Missouri, however, trained a 50-person team of existing state health department employees to assist local officials and relied mainly on city and county health departments to lead the efforts.
Local jurisdictions scrambled to move from paper charts, update computer systems, obtain federal stimulus funds, reshuffle employees from other public health activities, and hire and train new contact tracers. The effort continues as cases rise and the challenges change.
“It’s not a perfect system,” Ave said. “We often say at the health department that we’re sailing the ship as we’re building it.”
In January, the St. Louis County health department had three people and a budget of $3.16 million devoted to communicable diseases and contact tracing, officials said in a recent budget meeting. Now the county has about 140 temporary hires and 180 volunteers and is spending about $15 million a month, mostly federal Coronavirus Aid, Relief, and Economic Security, or CARES, Act pandemic relief funds.
The federal relief money runs out at the end of the year, however.
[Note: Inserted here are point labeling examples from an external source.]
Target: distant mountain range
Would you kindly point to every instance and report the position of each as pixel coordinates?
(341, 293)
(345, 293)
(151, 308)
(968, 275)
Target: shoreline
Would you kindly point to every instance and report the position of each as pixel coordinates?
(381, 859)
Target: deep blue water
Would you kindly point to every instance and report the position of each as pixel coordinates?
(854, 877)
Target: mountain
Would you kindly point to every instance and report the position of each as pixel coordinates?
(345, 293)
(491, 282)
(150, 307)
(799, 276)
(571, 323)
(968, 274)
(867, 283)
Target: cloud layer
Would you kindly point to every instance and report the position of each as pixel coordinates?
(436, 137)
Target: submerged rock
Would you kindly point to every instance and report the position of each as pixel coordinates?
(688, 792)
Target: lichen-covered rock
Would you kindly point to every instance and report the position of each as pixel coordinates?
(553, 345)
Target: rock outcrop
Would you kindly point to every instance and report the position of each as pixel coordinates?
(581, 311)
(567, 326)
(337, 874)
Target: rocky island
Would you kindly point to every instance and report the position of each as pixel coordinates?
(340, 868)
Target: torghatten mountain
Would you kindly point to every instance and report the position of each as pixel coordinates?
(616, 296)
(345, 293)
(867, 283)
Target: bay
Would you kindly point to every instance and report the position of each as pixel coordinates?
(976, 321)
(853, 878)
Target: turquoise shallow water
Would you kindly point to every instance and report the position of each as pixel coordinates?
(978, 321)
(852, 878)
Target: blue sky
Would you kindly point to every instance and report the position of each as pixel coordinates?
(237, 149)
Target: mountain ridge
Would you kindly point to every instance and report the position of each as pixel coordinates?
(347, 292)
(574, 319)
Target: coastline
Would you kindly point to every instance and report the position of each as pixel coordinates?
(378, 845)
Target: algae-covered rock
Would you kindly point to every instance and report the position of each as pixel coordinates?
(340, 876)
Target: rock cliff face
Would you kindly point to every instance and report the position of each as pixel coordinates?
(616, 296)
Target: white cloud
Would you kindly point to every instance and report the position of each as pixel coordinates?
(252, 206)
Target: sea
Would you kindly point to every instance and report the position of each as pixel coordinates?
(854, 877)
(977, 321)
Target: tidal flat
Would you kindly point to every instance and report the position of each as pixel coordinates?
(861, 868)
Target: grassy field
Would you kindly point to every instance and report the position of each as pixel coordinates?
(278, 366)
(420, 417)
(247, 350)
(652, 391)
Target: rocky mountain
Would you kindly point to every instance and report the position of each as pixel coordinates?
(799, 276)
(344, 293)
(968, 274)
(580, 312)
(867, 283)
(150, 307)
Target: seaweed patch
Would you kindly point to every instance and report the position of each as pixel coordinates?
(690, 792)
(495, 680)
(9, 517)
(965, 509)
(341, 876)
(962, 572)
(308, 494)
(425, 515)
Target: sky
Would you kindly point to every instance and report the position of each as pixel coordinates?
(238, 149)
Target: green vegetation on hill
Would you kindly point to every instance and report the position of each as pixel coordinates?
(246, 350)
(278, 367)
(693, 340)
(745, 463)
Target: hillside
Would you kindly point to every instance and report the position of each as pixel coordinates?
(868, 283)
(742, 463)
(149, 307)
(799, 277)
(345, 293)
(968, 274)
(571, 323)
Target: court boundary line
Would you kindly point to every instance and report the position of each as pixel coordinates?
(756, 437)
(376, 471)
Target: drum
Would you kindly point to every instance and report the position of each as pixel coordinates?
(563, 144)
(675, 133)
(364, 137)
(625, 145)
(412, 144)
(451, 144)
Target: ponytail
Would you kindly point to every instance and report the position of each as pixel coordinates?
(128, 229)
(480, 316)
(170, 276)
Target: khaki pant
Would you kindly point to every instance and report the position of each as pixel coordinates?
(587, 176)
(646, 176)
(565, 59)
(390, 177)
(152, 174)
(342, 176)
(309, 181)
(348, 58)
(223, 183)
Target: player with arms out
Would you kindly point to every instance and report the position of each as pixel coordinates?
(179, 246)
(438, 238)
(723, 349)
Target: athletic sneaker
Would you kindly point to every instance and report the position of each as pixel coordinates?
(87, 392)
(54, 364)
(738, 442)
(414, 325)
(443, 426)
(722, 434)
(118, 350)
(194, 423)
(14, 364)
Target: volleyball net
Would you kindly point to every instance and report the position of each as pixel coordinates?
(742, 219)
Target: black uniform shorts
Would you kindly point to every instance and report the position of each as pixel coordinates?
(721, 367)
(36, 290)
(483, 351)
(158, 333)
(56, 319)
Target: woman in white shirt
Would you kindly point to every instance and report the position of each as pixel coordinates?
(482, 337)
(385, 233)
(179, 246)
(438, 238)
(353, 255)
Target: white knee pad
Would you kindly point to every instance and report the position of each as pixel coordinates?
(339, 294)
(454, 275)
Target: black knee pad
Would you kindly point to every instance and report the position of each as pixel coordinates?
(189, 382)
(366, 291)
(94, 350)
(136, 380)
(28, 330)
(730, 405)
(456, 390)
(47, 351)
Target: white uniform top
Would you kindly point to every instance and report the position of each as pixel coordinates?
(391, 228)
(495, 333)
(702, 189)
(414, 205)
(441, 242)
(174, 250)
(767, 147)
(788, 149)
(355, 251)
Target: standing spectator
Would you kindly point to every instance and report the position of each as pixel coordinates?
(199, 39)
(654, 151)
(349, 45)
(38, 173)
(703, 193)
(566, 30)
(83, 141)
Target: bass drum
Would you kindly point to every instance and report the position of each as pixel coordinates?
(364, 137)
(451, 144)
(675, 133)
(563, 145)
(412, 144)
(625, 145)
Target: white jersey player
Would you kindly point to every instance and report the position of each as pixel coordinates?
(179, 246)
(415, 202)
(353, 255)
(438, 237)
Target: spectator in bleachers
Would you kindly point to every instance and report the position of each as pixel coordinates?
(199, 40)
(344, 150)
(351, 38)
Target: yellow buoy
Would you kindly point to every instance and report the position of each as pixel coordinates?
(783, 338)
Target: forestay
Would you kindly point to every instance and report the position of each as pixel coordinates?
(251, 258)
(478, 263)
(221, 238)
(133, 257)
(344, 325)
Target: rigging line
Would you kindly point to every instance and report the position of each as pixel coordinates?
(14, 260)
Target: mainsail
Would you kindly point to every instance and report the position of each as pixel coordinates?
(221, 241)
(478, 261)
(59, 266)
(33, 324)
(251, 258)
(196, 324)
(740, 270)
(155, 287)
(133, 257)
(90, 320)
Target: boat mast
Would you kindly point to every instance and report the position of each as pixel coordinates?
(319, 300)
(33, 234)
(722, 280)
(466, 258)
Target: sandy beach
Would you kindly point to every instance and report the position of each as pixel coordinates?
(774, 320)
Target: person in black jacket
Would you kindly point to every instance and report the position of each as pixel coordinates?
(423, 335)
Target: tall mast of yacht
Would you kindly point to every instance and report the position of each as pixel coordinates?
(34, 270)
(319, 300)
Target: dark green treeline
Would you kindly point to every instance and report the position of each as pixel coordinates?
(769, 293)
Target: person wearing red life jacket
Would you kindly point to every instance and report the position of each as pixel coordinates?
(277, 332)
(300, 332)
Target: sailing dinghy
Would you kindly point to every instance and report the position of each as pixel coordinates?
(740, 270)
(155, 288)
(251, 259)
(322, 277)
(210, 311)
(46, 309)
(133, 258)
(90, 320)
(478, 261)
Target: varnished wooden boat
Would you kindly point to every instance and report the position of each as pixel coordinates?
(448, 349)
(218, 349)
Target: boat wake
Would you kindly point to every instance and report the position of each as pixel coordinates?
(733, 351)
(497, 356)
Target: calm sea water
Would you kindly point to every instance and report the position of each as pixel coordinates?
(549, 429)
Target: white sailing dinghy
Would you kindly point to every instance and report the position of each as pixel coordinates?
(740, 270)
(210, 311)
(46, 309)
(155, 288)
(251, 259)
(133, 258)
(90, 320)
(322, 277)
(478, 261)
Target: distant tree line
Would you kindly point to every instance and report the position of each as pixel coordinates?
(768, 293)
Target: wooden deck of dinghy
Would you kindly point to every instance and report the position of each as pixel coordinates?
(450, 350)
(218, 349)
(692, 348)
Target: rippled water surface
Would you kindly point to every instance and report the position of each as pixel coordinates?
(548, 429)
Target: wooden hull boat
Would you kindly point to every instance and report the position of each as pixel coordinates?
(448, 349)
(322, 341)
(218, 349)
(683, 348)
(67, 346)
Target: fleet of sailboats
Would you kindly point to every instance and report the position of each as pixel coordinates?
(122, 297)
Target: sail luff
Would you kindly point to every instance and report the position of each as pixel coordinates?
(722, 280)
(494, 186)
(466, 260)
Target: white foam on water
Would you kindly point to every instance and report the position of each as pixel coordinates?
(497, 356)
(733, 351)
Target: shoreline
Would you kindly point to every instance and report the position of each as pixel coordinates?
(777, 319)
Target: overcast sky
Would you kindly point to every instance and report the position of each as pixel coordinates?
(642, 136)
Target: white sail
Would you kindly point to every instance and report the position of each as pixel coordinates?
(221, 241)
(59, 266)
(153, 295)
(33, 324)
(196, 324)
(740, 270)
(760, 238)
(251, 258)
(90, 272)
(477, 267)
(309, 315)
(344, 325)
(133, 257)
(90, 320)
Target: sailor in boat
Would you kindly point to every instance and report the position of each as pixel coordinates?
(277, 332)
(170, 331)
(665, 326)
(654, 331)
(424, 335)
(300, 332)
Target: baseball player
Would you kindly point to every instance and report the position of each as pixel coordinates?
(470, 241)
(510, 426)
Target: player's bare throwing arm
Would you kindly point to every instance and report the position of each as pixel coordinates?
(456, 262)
Next year, the county wants to have 90 new employees dedicated to COVID-19 response, which could include distributing vaccines. Officials project the cost to be almost $14.4 million, a 24% increase in the health department’s budget.
The county also has used $600,000 in federal relief funds to hire St. Louis University to provide additional “booster” training for contact tracers, improve data collection and analysis and provide a cellphone app that staff can use to more easily get information from positive cases and their contacts.